The monosodium glutamate job is still around. The kind of job that satiates when you are in it …. but half an hour after leaving for the day, you feel empty and wonder, “Why I am still doing that job?” Then the next day you come back for more of the same. Most of these jobs are in baby boomer institutions where hierarchal leaders maintain the status quo through goal-centric, competitive, and self-disciplined behavior.
So, how can women pivot into 21st century leadership styles as alternatives to the well-worn hierarchical one. Newer styles of leadership are emerging – predominantly driven by women and younger and diverse populations pivoting out of old paradigms. They bring waves of change. Some styles are yet to acquire common names, so I am going to use scientific analogy to name them: conducting, convecting and radiant styles of leadership.
Lateral leadership is one style that has gained acceptance over the last 20 years. Lateral, meaning “from the side,” because the leader is part of a team or group, and effects change from within. I prefer to call it conducting leadership because it is the kind of leadership that requires close contact – like a conductor in electrical, not orchestral, terms. Unfortunately, leading from the INside can be MISinterpreted as not wanting to be involved or to lead, which is not the case. Like hierarchical leaders, conducting leaders are still committed to their organizations, but not to large impersonal hierarchies. They want to function differently. They want to use leadership skills that they are comfortable with such as negotiation and facilitation. Intrapersonally, they want to be approachable and reliable. It is the type of leadership exhibited in community-based health centres.

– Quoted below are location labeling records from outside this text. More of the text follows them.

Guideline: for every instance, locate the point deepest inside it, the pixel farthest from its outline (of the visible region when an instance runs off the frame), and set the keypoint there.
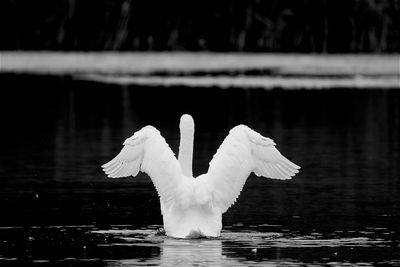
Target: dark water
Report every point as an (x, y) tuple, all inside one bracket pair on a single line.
[(58, 209)]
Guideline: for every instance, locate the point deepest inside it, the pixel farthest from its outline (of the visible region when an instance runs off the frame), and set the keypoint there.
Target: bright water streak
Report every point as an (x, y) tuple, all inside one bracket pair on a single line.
[(57, 207)]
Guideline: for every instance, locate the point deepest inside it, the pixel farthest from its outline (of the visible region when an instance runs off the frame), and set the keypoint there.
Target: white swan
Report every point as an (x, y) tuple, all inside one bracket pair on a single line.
[(193, 207)]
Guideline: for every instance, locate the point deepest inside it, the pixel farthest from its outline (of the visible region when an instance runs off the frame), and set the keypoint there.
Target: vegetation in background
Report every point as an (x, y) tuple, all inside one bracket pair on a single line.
[(319, 26)]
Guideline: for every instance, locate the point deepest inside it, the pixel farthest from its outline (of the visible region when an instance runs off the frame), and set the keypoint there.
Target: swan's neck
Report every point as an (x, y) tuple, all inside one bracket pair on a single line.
[(185, 156)]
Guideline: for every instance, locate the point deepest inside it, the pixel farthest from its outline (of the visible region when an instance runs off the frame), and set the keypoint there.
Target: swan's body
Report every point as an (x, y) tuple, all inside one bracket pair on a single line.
[(193, 207)]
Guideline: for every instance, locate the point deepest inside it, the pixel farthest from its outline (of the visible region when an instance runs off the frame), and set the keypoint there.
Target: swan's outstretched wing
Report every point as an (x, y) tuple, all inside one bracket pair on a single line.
[(244, 151), (147, 151)]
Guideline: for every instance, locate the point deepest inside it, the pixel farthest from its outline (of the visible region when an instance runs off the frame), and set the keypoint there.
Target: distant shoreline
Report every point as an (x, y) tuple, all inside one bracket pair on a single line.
[(212, 69)]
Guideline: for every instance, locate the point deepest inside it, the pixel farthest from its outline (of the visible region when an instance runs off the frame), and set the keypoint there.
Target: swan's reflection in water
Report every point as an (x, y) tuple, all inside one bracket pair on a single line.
[(238, 249), (175, 252)]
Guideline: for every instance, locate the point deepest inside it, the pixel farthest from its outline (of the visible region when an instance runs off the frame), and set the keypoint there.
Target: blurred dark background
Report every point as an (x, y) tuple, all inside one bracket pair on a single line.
[(318, 26)]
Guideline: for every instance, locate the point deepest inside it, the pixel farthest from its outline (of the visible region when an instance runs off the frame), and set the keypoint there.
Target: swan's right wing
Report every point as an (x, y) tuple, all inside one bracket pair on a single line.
[(244, 151), (148, 151)]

Another type of leadership is convecting. Convection is a current that moves things around, creating groundswells of change. Successful convecting leaders are often visionary and innovative. Like lateral and conducting leaders, they are still committed to working with and around organisations, but the organisations are usually smaller, more agile and differently structured. Convecting leaders often work with individuals stuck in larger organisations to help them move the currents. For example, as mentors and coaches, they can initiate waves of skill enhancement and confidence. If done properly, this kind of leadership enables others to increase their leadership skills at their own pace in their own direction. The World Health Organization is an example of a convecting leadership organization.

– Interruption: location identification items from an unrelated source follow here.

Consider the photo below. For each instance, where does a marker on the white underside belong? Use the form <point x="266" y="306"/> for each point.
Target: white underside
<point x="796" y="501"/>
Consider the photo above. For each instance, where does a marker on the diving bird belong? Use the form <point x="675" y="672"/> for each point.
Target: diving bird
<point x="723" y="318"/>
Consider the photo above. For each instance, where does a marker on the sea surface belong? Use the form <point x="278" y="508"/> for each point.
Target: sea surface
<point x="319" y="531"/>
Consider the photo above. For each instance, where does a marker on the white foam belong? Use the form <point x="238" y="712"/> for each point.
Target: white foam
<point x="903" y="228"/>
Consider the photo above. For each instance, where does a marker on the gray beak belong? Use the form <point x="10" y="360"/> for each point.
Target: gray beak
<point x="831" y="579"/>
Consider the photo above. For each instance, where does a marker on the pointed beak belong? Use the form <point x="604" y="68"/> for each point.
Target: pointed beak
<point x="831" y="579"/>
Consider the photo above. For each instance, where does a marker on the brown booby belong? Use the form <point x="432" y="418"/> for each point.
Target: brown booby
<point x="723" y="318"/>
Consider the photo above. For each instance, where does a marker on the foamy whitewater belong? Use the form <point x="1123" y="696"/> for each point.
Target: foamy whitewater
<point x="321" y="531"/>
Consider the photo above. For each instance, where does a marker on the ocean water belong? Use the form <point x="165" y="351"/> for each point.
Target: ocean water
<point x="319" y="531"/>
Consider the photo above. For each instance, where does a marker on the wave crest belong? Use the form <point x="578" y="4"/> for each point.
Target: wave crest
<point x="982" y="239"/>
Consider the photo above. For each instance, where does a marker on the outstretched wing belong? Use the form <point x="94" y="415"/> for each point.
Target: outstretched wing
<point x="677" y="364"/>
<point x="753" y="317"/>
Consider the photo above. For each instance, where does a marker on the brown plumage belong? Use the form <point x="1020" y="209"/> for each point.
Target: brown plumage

The newest group of leaders to emerge are a group I call radiating leaders. Radiating, because they are like bolts of lightning briefly illuminating the sky. It is a broader, but more indirect, kind of leadership: sending out light, shining or glowing brightly, either comfortingly or confrontingly. They function on several levels: through inquiry (asking leading questions), innovation (introducing new ideas), affirmation (by celebrating achievements) and finally synthesis (by making the connections for others, helping not to repeat mistakes). It is often a solo activity of high energy and short flame, but with great impact, nonetheless. Bloggers, podcasters, YouTubers, Instagrammers and Tiktokkers are all examples of where radiant leaders operate.
These concepts also apply to those of us seeking meaning beyond paid work. If you don’t or no longer are called to your current activities, and if they don’t provide the opportunity to share the skills you have acquired, it could be time to pivot into something different that offers a new range of leadership activities.
PS For all the wonderful men who read my blogs please assume that the female tense is gender neutral.